Melt flow index: the most underestimated variable
The melt flow index, or MFI, measures how easily a molten resin flows under specific conditions of temperature and load. A resin with high MFI flows easily and fills complex molds quickly. A resin with low MFI is more viscous, more structural, and requires more pressure to flow through the equipment.
Masterbatch cannot fully modify the behavior of a resin. If the melt flow index is not adequate for the process, productivity and mold filling can be affected. Therefore, changing resin grade or supplier may require revalidating dosing and masterbatch behavior, even if color and formulation are identical.
Frequently asked questions
Are all thermoplastic resins compatible with color masterbatch?
In general terms, masterbatch can be used with the most common thermoplastics in industry, provided the masterbatch carrier is compatible with the base resin and the pigment can withstand the processing temperatures. However, resins with special fillers such as fiberglass, or with very high or very low temperature windows, may require a custom formulation. Compatibility should be evaluated before volume production.
Which resin is the easiest to color?
Polypropylene and high-density polyethylene are the resins most frequently worked with in industrial coloring, partly because they have well-established processes, varied suppliers, and a wide range of masterbatches available in the market. However, ease of coloring also depends on the target color, the required color tolerance, and the conditions of the transformation process.
Why does the same color look different in polypropylene and polycarbonate?
Polypropylene is semicrystalline and opaque in its natural state. Polycarbonate is amorphous and can be completely transparent. Those optical differences cause the same pigment to interact differently with light in each resin. Processing temperatures also differ, which can affect pigment behavior. To achieve the same visual color in two different resins, a different masterbatch formulation is generally required.
Are biodegradable resins classified as thermoplastics?

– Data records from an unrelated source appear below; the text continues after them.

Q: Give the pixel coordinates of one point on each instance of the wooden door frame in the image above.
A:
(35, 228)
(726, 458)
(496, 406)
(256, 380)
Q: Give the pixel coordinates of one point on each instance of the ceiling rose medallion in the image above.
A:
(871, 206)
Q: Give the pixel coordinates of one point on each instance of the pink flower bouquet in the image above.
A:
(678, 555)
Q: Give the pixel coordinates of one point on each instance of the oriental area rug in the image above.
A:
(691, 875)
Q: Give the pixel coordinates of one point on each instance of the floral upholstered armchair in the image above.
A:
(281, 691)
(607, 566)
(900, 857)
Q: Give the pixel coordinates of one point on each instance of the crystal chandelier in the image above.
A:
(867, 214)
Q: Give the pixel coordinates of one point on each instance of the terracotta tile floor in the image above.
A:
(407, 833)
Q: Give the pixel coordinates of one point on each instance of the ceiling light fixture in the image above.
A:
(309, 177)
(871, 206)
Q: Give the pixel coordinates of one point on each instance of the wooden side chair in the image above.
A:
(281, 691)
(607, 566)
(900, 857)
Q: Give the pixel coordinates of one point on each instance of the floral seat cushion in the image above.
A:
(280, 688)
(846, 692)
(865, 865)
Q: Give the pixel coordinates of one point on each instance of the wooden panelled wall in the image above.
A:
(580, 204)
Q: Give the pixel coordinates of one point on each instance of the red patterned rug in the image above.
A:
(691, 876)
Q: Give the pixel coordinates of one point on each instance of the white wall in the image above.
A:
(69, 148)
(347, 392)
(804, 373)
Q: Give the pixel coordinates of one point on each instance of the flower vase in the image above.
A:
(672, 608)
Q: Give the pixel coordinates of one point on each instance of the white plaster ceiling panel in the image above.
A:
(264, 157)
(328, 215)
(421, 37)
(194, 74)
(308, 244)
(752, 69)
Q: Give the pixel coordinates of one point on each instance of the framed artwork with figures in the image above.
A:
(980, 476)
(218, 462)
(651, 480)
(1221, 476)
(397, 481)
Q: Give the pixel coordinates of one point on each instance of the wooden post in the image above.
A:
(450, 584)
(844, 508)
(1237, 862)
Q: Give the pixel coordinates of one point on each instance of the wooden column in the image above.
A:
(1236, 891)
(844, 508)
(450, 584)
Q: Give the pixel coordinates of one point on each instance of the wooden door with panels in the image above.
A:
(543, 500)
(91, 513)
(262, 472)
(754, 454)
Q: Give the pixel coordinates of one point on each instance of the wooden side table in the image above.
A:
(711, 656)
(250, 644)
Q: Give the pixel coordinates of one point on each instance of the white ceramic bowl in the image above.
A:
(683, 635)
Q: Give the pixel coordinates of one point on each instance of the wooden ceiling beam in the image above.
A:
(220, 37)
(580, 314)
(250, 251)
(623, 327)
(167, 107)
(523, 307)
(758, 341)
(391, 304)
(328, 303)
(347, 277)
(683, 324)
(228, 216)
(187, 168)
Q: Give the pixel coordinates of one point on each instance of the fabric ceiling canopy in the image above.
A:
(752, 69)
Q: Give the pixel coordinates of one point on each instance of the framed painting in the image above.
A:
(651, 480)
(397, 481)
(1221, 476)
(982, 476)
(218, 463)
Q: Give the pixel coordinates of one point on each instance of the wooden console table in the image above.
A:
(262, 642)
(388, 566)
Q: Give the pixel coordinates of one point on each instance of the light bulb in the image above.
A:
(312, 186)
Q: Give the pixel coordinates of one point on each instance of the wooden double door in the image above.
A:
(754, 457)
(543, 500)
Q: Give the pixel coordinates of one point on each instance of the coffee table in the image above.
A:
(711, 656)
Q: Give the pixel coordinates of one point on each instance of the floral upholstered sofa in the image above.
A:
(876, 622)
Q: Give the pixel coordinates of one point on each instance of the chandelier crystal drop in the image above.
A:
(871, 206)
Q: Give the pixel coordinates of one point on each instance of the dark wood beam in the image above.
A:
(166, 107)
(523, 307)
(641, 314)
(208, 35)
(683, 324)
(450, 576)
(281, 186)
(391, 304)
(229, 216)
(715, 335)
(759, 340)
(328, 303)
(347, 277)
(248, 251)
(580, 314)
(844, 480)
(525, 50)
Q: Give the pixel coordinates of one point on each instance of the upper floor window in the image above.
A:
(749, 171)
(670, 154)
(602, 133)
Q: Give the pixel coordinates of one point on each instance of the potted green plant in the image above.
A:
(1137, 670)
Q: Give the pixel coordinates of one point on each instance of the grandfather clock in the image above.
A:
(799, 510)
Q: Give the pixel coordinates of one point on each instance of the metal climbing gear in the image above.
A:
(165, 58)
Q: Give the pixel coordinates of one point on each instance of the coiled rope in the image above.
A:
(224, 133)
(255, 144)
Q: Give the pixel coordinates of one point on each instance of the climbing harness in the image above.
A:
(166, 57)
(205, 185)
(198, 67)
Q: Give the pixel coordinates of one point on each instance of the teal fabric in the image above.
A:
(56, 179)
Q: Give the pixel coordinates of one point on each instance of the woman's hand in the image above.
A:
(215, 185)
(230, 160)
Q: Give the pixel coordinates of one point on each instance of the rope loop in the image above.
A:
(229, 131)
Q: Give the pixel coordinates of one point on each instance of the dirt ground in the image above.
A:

Yes. Resins such as PLA, PBAT, and TPS are thermoplastics that can be melted and processed in injection, extrusion, and blow molding equipment. Their difference from conventional thermoplastics lies in origin and degradation: they are formulated to break down under specific conditions according to standards such as EN 13432 or ASTM D6400. Masterbatch compatibility for biodegradable resins has its own technical considerations related to processing temperature and certification.